Most everyone realizes that statistics and data science share a lot in common. Sometimes it is helpful to understand the differences. While it’s true that data science can’t be done without statistics, it is also true that data science involves a great deal more — statistics plays a significant part in data science’s much larger undertaking.
I intend to update and expand on this post over time. But for now allow me to point to a helpful post that develops this point — and begins to clarify the nature of data science’s “larger undertaking.”
The Difference Between Statistics and Machine Learning
In his post, The Actual Difference Between Statistics and Machine Learning, Matthew Stewart helpfully explains how statistics differs from another key part of the data science toolkit: machine learning. Data science is still a larger than machine learning. But it’s very appropriate to say something very similar about the relationship between the two as we said above: Data science can’t be done without machine learning.
Both statistics and machine learning are part and parcel of the data science toolkit. And each plays a somewhat different role. Explaining the difference is helpful.
Stewart summarizes the difference like this:
- Statistical modeling aims first and foremost for understanding and explaining relationships between variables. Predictive power is a secondary consideration.
- Machine learning aims first and foremost for effective prediction. Some machine learning algorithms are easy to interpret, and some are not.
Thus, if you are writing a scientific paper that needs to explain the relationships between variables, statistical modeling is probably the best route.
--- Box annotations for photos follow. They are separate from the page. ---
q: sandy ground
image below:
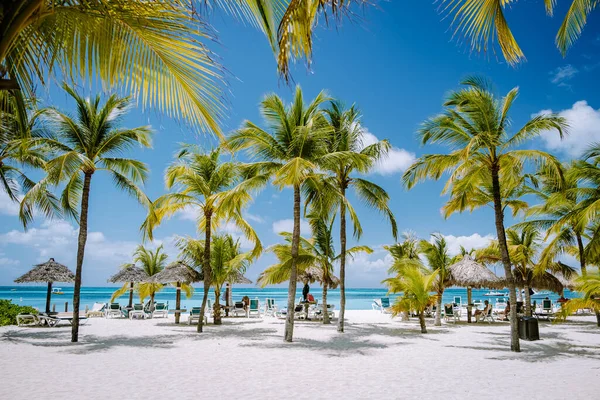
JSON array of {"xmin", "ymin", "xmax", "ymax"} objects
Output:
[{"xmin": 0, "ymin": 311, "xmax": 600, "ymax": 399}]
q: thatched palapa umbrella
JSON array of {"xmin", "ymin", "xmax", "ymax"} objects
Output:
[
  {"xmin": 108, "ymin": 264, "xmax": 149, "ymax": 307},
  {"xmin": 448, "ymin": 254, "xmax": 506, "ymax": 322},
  {"xmin": 15, "ymin": 258, "xmax": 75, "ymax": 313},
  {"xmin": 147, "ymin": 261, "xmax": 204, "ymax": 324}
]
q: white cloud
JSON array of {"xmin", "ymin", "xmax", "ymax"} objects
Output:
[
  {"xmin": 534, "ymin": 100, "xmax": 600, "ymax": 157},
  {"xmin": 273, "ymin": 219, "xmax": 311, "ymax": 235},
  {"xmin": 362, "ymin": 127, "xmax": 416, "ymax": 175},
  {"xmin": 443, "ymin": 233, "xmax": 495, "ymax": 255},
  {"xmin": 549, "ymin": 64, "xmax": 579, "ymax": 87}
]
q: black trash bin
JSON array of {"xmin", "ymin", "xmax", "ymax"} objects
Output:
[{"xmin": 518, "ymin": 317, "xmax": 540, "ymax": 340}]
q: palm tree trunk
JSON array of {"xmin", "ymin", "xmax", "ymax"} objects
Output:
[
  {"xmin": 419, "ymin": 310, "xmax": 427, "ymax": 333},
  {"xmin": 338, "ymin": 184, "xmax": 346, "ymax": 332},
  {"xmin": 71, "ymin": 172, "xmax": 92, "ymax": 343},
  {"xmin": 213, "ymin": 288, "xmax": 221, "ymax": 325},
  {"xmin": 323, "ymin": 282, "xmax": 331, "ymax": 324},
  {"xmin": 434, "ymin": 289, "xmax": 444, "ymax": 326},
  {"xmin": 491, "ymin": 163, "xmax": 521, "ymax": 352},
  {"xmin": 575, "ymin": 233, "xmax": 587, "ymax": 276},
  {"xmin": 283, "ymin": 185, "xmax": 300, "ymax": 342},
  {"xmin": 197, "ymin": 211, "xmax": 212, "ymax": 332},
  {"xmin": 524, "ymin": 282, "xmax": 531, "ymax": 317},
  {"xmin": 46, "ymin": 282, "xmax": 52, "ymax": 313}
]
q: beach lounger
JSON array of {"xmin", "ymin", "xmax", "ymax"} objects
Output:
[
  {"xmin": 188, "ymin": 307, "xmax": 208, "ymax": 325},
  {"xmin": 231, "ymin": 301, "xmax": 246, "ymax": 317},
  {"xmin": 152, "ymin": 303, "xmax": 169, "ymax": 318},
  {"xmin": 85, "ymin": 303, "xmax": 106, "ymax": 318},
  {"xmin": 371, "ymin": 297, "xmax": 392, "ymax": 314},
  {"xmin": 106, "ymin": 303, "xmax": 123, "ymax": 318},
  {"xmin": 444, "ymin": 303, "xmax": 459, "ymax": 322},
  {"xmin": 129, "ymin": 304, "xmax": 146, "ymax": 320},
  {"xmin": 265, "ymin": 298, "xmax": 277, "ymax": 317},
  {"xmin": 248, "ymin": 299, "xmax": 260, "ymax": 318}
]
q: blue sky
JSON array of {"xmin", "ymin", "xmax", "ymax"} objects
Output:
[{"xmin": 0, "ymin": 0, "xmax": 600, "ymax": 287}]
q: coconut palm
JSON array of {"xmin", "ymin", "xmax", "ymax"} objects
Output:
[
  {"xmin": 316, "ymin": 101, "xmax": 397, "ymax": 332},
  {"xmin": 142, "ymin": 145, "xmax": 268, "ymax": 332},
  {"xmin": 382, "ymin": 265, "xmax": 439, "ymax": 333},
  {"xmin": 441, "ymin": 0, "xmax": 598, "ymax": 64},
  {"xmin": 20, "ymin": 85, "xmax": 151, "ymax": 342},
  {"xmin": 419, "ymin": 233, "xmax": 453, "ymax": 326},
  {"xmin": 0, "ymin": 0, "xmax": 285, "ymax": 132},
  {"xmin": 227, "ymin": 86, "xmax": 340, "ymax": 342},
  {"xmin": 403, "ymin": 77, "xmax": 567, "ymax": 351},
  {"xmin": 177, "ymin": 234, "xmax": 252, "ymax": 325}
]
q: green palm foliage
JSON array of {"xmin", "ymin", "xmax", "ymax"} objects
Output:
[
  {"xmin": 419, "ymin": 233, "xmax": 453, "ymax": 326},
  {"xmin": 227, "ymin": 86, "xmax": 332, "ymax": 342},
  {"xmin": 0, "ymin": 0, "xmax": 285, "ymax": 133},
  {"xmin": 177, "ymin": 234, "xmax": 252, "ymax": 325},
  {"xmin": 382, "ymin": 265, "xmax": 439, "ymax": 333},
  {"xmin": 0, "ymin": 90, "xmax": 51, "ymax": 206},
  {"xmin": 142, "ymin": 145, "xmax": 268, "ymax": 332},
  {"xmin": 403, "ymin": 77, "xmax": 567, "ymax": 351},
  {"xmin": 441, "ymin": 0, "xmax": 598, "ymax": 64},
  {"xmin": 20, "ymin": 85, "xmax": 151, "ymax": 342},
  {"xmin": 318, "ymin": 101, "xmax": 398, "ymax": 332},
  {"xmin": 558, "ymin": 270, "xmax": 600, "ymax": 327}
]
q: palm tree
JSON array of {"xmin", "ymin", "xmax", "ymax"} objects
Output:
[
  {"xmin": 419, "ymin": 233, "xmax": 452, "ymax": 326},
  {"xmin": 227, "ymin": 86, "xmax": 332, "ymax": 342},
  {"xmin": 142, "ymin": 145, "xmax": 268, "ymax": 332},
  {"xmin": 382, "ymin": 265, "xmax": 439, "ymax": 333},
  {"xmin": 177, "ymin": 234, "xmax": 252, "ymax": 325},
  {"xmin": 319, "ymin": 101, "xmax": 397, "ymax": 332},
  {"xmin": 0, "ymin": 0, "xmax": 285, "ymax": 133},
  {"xmin": 403, "ymin": 77, "xmax": 567, "ymax": 351},
  {"xmin": 0, "ymin": 90, "xmax": 55, "ymax": 211},
  {"xmin": 441, "ymin": 0, "xmax": 598, "ymax": 64},
  {"xmin": 20, "ymin": 84, "xmax": 151, "ymax": 342}
]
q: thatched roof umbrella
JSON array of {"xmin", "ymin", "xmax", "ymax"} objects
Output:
[
  {"xmin": 448, "ymin": 254, "xmax": 506, "ymax": 322},
  {"xmin": 15, "ymin": 258, "xmax": 75, "ymax": 313},
  {"xmin": 108, "ymin": 264, "xmax": 149, "ymax": 307},
  {"xmin": 147, "ymin": 261, "xmax": 204, "ymax": 324}
]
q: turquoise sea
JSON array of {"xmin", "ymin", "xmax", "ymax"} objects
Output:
[{"xmin": 0, "ymin": 285, "xmax": 577, "ymax": 311}]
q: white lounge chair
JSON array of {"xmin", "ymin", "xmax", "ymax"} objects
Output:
[{"xmin": 85, "ymin": 303, "xmax": 106, "ymax": 318}]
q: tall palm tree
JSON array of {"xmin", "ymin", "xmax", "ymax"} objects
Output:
[
  {"xmin": 142, "ymin": 145, "xmax": 268, "ymax": 332},
  {"xmin": 419, "ymin": 233, "xmax": 452, "ymax": 326},
  {"xmin": 227, "ymin": 86, "xmax": 339, "ymax": 342},
  {"xmin": 20, "ymin": 85, "xmax": 151, "ymax": 342},
  {"xmin": 403, "ymin": 77, "xmax": 567, "ymax": 351},
  {"xmin": 177, "ymin": 234, "xmax": 252, "ymax": 325},
  {"xmin": 440, "ymin": 0, "xmax": 598, "ymax": 64},
  {"xmin": 0, "ymin": 0, "xmax": 285, "ymax": 133},
  {"xmin": 319, "ymin": 101, "xmax": 397, "ymax": 332},
  {"xmin": 382, "ymin": 265, "xmax": 439, "ymax": 333}
]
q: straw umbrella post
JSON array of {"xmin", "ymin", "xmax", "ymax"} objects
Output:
[
  {"xmin": 108, "ymin": 264, "xmax": 149, "ymax": 308},
  {"xmin": 15, "ymin": 258, "xmax": 75, "ymax": 313},
  {"xmin": 448, "ymin": 254, "xmax": 506, "ymax": 323},
  {"xmin": 148, "ymin": 261, "xmax": 203, "ymax": 324}
]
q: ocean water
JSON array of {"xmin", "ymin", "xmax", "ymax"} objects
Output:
[{"xmin": 0, "ymin": 285, "xmax": 577, "ymax": 311}]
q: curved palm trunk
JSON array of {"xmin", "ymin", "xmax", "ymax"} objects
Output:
[
  {"xmin": 419, "ymin": 310, "xmax": 427, "ymax": 333},
  {"xmin": 71, "ymin": 173, "xmax": 92, "ymax": 342},
  {"xmin": 197, "ymin": 212, "xmax": 212, "ymax": 332},
  {"xmin": 213, "ymin": 288, "xmax": 221, "ymax": 325},
  {"xmin": 491, "ymin": 164, "xmax": 521, "ymax": 352},
  {"xmin": 338, "ymin": 185, "xmax": 346, "ymax": 332},
  {"xmin": 283, "ymin": 185, "xmax": 300, "ymax": 342},
  {"xmin": 323, "ymin": 282, "xmax": 331, "ymax": 324},
  {"xmin": 434, "ymin": 289, "xmax": 444, "ymax": 326}
]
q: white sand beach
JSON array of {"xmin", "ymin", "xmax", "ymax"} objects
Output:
[{"xmin": 0, "ymin": 311, "xmax": 600, "ymax": 399}]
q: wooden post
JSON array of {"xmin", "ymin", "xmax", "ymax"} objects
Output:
[
  {"xmin": 175, "ymin": 282, "xmax": 181, "ymax": 324},
  {"xmin": 46, "ymin": 282, "xmax": 52, "ymax": 313}
]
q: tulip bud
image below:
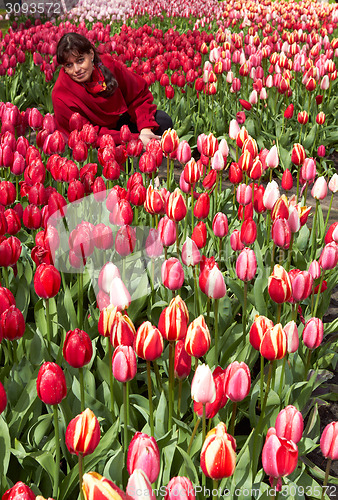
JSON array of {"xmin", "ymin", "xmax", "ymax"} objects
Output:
[
  {"xmin": 164, "ymin": 476, "xmax": 196, "ymax": 500},
  {"xmin": 161, "ymin": 257, "xmax": 184, "ymax": 290},
  {"xmin": 191, "ymin": 364, "xmax": 216, "ymax": 404},
  {"xmin": 320, "ymin": 422, "xmax": 338, "ymax": 460},
  {"xmin": 174, "ymin": 340, "xmax": 191, "ymax": 380},
  {"xmin": 62, "ymin": 328, "xmax": 93, "ymax": 368},
  {"xmin": 262, "ymin": 427, "xmax": 298, "ymax": 478},
  {"xmin": 34, "ymin": 264, "xmax": 61, "ymax": 299},
  {"xmin": 236, "ymin": 248, "xmax": 257, "ymax": 282},
  {"xmin": 224, "ymin": 361, "xmax": 251, "ymax": 402},
  {"xmin": 184, "ymin": 315, "xmax": 211, "ymax": 358},
  {"xmin": 158, "ymin": 295, "xmax": 189, "ymax": 341},
  {"xmin": 201, "ymin": 422, "xmax": 236, "ymax": 480},
  {"xmin": 82, "ymin": 472, "xmax": 126, "ymax": 500},
  {"xmin": 65, "ymin": 408, "xmax": 100, "ymax": 456},
  {"xmin": 126, "ymin": 469, "xmax": 156, "ymax": 500},
  {"xmin": 36, "ymin": 362, "xmax": 67, "ymax": 405},
  {"xmin": 112, "ymin": 345, "xmax": 137, "ymax": 383},
  {"xmin": 133, "ymin": 321, "xmax": 163, "ymax": 361},
  {"xmin": 303, "ymin": 318, "xmax": 324, "ymax": 349},
  {"xmin": 0, "ymin": 305, "xmax": 26, "ymax": 340},
  {"xmin": 275, "ymin": 405, "xmax": 304, "ymax": 444},
  {"xmin": 127, "ymin": 432, "xmax": 160, "ymax": 483},
  {"xmin": 259, "ymin": 323, "xmax": 286, "ymax": 361}
]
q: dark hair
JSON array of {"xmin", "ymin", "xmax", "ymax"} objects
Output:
[{"xmin": 56, "ymin": 33, "xmax": 118, "ymax": 97}]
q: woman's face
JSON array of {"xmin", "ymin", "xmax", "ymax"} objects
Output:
[{"xmin": 63, "ymin": 50, "xmax": 94, "ymax": 83}]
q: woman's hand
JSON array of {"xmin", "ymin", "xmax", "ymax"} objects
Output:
[{"xmin": 139, "ymin": 128, "xmax": 161, "ymax": 147}]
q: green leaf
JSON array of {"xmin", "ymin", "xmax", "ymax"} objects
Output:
[{"xmin": 0, "ymin": 416, "xmax": 11, "ymax": 477}]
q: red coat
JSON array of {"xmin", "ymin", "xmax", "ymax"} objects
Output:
[{"xmin": 52, "ymin": 54, "xmax": 158, "ymax": 144}]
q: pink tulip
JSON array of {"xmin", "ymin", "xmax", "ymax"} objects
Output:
[
  {"xmin": 212, "ymin": 212, "xmax": 229, "ymax": 238},
  {"xmin": 275, "ymin": 405, "xmax": 304, "ymax": 444},
  {"xmin": 127, "ymin": 432, "xmax": 160, "ymax": 483},
  {"xmin": 303, "ymin": 318, "xmax": 324, "ymax": 349},
  {"xmin": 110, "ymin": 277, "xmax": 131, "ymax": 311},
  {"xmin": 311, "ymin": 177, "xmax": 327, "ymax": 200},
  {"xmin": 224, "ymin": 361, "xmax": 251, "ymax": 402},
  {"xmin": 161, "ymin": 257, "xmax": 184, "ymax": 290},
  {"xmin": 205, "ymin": 266, "xmax": 226, "ymax": 299},
  {"xmin": 126, "ymin": 469, "xmax": 156, "ymax": 500},
  {"xmin": 319, "ymin": 242, "xmax": 338, "ymax": 271},
  {"xmin": 182, "ymin": 237, "xmax": 202, "ymax": 266},
  {"xmin": 263, "ymin": 181, "xmax": 280, "ymax": 210},
  {"xmin": 236, "ymin": 248, "xmax": 257, "ymax": 281},
  {"xmin": 265, "ymin": 146, "xmax": 279, "ymax": 168},
  {"xmin": 191, "ymin": 364, "xmax": 216, "ymax": 404},
  {"xmin": 320, "ymin": 422, "xmax": 338, "ymax": 460},
  {"xmin": 262, "ymin": 427, "xmax": 298, "ymax": 478},
  {"xmin": 329, "ymin": 174, "xmax": 338, "ymax": 193},
  {"xmin": 112, "ymin": 345, "xmax": 137, "ymax": 382}
]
However, if the point of your work is to produce actionable results that translate into greater efficiency and effectiveness achieving the mission of your organization — machine learning is often the better route.
In Stewart’s own words:
Machine learning is all about results, it is likely working in a company where your worth is characterized solely by your performance. Whereas, statistical modeling is more about finding relationships between variables and the significance of those relationships, whilst also catering for prediction.
He goes further to develop a helpful analogy:
By day, I am an environmental scientist and I work primarily with sensor data. If I am trying to prove that a sensor is able to respond to a certain kind of stimuli (such as a concentration of a gas), then I would use a statistical model to determine whether the signal response is statistically significant. I would try to understand this relationship and test for its repeatability so that I can accurately characterize the sensor response and make inferences based on this data. Some things I might test are whether the response is, in fact, linear, whether the response can be attributed to the gas concentration and not random noise in the sensor, etc.
Statistical analysis is great in such a case. It’s the right tool for the job.
But what if the nature of the problem is slightly different, and the goals are different?
In contrast, I can also get an array of 20 different sensors, and I can use this to try and predict the response of my newly characterized sensor. This may seem a bit strange if you do not know much about sensors, but this is currently an important area of environmental science. A model with 20 different variables predicting the outcome of my sensor is clearly all about prediction, and I do not expect it to be particularly interpretable. This model would likely be something a bit more esoteric like a neural network due to non-linearities arising from chemical kinetics and the relationship between physical variables and gas concentrations. I would like the model to make sense, but as long as I can make accurate predictions I would be pretty happy.
This nails it home nicely. In the case of machine learning, our interest is in the results: How can we make the most accurate predictions? And moreover, do these predictions yield benefits for the mission of our organization?
Perhaps said otherwise, statistics is more about understanding — helping to answer the question, What’s really happening here? Machine learning is more about driving action — helping to answer the question, What can we anticipate next? — and by extension enabling efficient and effective responses.
So that’s a good start on understanding the differences between statistics and data science. There’s more to be said about that …
And I hope to return to develop the rest of this reflection one day soon.